The trigger on the HK really wasn't designed for competition by any means. It's much stiffer on purpose, so when you breath on it, it doesn't go off. It takes a very deliberate action, as a defensive pistol should in my opinion.

I will completely agree that my 1911's are far superior to any of my 'plastic' guns, but I shoot the HK well. I posted a 10.6 seconds on a drill they called "El Presidente". Not sure if that's a standard drill, but it involves back to target, buzzer, face targets (3), 2 on target one, 2 on target two, 2 on target three, reload, same thing back across the three targets. It just takes getting used to whatever weapon you are using.

Enjoy.

Zhur


----------



## Mike Barham (Mar 30, 2006)

"Par time" for El Prez is 10 seconds. Very good shooters with race guns can do it around 4-5 seconds. What are your times like when shooting a 1911 or a Glock in the same drill? What are your split times with the HK versus a 1911 or Glock?

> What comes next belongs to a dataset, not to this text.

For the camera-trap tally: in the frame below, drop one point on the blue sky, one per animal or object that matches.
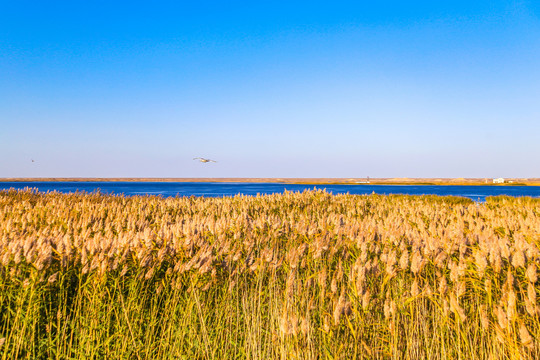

Not saying the HKs can't be shot well. It's just easier with some other designs, which is why you don't see many HKs in competition.


----------



## zhurdan (Mar 21, 2008)

Hell, I ain't that good!!!
I've only ever shot it with the HK and Beretta 92FS. Did better with the HK. I'll try it with the 1911's. Here I was thinking I did pretty good. Most the guys I've shot with can't get under 14 seconds. 

I'll have to talk the range master into starting that up again. Some guy that we had not shot with alot put a round into the floor and one into the ceiling. Kinda put a dampner on our "fun night" at the range.

Zhur


----------



## Mike Barham (Mar 30, 2006)

zhurdan said:


> I'll have to talk the range master into starting that up again. Some guy that we had not shot with alot put a round into the floor and one into the ceiling. Kinda put a dampner on our "fun night" at the range.


Yikes! You might suggest a quick skills assessment for new shooters. I used to shoot in a league that required an assessment by an RO, and for first-timers, a short class on drawing/shooting smoothly and safely. We never had an incident of questionable gunhandling that I ever saw.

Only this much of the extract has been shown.